Objective As an artificial leather product, impregnated microfiber leather owns excellent thermodynamic properties, rebound resilience, softness, and fullness. However, the main material for its production is solvent polyurethane, which causes serious environmental pollution. Whereas waterborne polyurethane, an environmental-friendly material, brings problems of surface cracks and poor texture when applied to the impregnation of microfiber leather. In order to solve these problems, a particular waterborne polyurethane emulsion was designed and synthesized by referring to the solvent polyurethane with large molecular weight and small particle size, and then successfully applied to the production of impregnated microfiber leather.

Method The prepolymer method was adopted to synthesize the target waterborne polyurethane emulsion by using isophorone diisocyanate (IPDI) as the hard segment, polycarbonate diol (PCDL) as the soft segment, 2,2-bis(hydroxymethyl) propionic acid as the hydrophilic chain extender, and 1,4-butanediol as the flexible chain extender, trimethylolpropane (TMP) as internal cross-linking agent, and ethylenediamine as post chain extender. The relative molecular weight and emulsion particle size of waterborne polyurethane were controlled by adjusting the relative molecular weight of PCDL and the content of TMP, the waterborne polyurethane emulsion with the optimal formula was applied to the production of impregnated microfiber leather.

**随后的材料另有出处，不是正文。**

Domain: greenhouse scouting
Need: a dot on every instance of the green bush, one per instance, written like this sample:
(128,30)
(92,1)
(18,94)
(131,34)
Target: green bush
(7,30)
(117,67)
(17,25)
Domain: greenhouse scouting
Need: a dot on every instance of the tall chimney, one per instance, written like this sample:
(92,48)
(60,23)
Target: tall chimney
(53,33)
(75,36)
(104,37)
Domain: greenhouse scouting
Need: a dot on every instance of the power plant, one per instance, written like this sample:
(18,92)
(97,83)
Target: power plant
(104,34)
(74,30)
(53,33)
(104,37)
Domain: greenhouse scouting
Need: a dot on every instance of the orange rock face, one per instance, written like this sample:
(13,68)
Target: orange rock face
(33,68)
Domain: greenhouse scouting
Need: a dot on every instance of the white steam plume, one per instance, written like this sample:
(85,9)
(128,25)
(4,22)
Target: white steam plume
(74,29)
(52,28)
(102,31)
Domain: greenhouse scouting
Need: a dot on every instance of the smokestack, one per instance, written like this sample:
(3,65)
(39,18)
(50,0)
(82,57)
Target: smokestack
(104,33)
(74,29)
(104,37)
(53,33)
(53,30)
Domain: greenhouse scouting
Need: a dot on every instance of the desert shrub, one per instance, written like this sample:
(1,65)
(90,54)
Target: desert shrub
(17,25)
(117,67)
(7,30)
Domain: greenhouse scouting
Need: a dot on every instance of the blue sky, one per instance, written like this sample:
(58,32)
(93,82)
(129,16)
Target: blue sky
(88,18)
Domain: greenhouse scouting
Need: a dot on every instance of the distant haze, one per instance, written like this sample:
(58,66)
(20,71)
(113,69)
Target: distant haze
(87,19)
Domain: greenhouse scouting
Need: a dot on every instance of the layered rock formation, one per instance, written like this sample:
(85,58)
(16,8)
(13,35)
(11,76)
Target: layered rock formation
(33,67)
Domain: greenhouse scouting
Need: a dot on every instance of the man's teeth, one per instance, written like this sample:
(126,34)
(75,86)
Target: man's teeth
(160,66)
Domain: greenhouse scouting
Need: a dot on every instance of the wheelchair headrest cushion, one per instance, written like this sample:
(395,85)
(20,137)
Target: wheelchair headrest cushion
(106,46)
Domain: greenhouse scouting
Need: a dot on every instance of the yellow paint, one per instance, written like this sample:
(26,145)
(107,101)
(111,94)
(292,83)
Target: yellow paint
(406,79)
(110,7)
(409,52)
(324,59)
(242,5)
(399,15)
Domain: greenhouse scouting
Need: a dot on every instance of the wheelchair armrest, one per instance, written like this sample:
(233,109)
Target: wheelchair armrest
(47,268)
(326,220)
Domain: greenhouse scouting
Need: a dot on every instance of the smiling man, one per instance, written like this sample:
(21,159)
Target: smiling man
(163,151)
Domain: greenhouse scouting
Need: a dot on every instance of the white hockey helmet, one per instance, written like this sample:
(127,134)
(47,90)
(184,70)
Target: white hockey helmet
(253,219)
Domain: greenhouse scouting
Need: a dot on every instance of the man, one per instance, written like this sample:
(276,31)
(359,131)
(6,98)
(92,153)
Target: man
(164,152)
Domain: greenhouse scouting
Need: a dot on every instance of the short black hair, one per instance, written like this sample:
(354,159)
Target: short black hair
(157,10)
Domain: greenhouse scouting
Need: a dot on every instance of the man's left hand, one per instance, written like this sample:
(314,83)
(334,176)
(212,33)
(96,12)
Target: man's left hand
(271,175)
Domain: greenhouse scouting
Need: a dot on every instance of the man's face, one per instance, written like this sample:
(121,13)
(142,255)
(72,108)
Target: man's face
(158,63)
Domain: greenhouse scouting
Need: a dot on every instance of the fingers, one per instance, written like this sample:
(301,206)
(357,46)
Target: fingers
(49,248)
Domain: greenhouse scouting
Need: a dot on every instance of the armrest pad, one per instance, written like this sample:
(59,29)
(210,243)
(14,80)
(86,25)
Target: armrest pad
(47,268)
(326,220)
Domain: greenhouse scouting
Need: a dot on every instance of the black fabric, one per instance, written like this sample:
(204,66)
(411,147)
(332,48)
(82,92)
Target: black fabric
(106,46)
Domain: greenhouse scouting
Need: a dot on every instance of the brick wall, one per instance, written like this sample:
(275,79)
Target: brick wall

Results Firstly, emulsion tests were conducted to explore the influences of PCDL relative molecular weight and TMP content on the waterborne polyurethane emulsion in different aspects. According to the results, the relative molecular weight and emulsion particle size of the waterborne polyurethane emulsion was increased with the rising of the PCDL relative molecular weight, and the emulsion particle size decreases first and then increases sharply with the growth of TMP content. When the PCDL relative molecular weight reached 500, the emulsion would be cured smoothly to form a film, and when the PCDL relative molecular weight exceeds 3 000, the emulsion doesn't emulsify but disperses in a flocculating form due to the overlong molecular chain segment. When the TMP content surpasses 3%, the waterborne polyurethane emulsion obviously begins to precipitate due to excessive long-chain network structures and seriously intertwined segments. When the PCDL relative molecular weight amounts to 2 000 with a 3% TMP mass fraction, the synthesized waterborne polyurethane demonstrates a strong storage stability with a relative molecular weight of 5.93×104 and a particle size of merely 89.54 nm. After DSC, DMA, and mechanics property analysis tests on the cured films of the above waterborne polyurethane, it was concluded from PCDL molecular weight that the storage modulus and loss modulus of the films at high temperature can reach 2 837.57 MPa and 278.87 MPa, while the breaking strength was 3.725 MPa with an elongation at break of 763.99%. The target product was obtained by adopting the above waterborne polyurethane to produce the impregnated microfiber leather. Its cross-sectional SEM images showed that the internal bonding and curing of waterborne polyurethane were significantly improved with even and stable distribution. It was observed from the tensile diagrams of the microfiber leather that the surface cracks were also resolved.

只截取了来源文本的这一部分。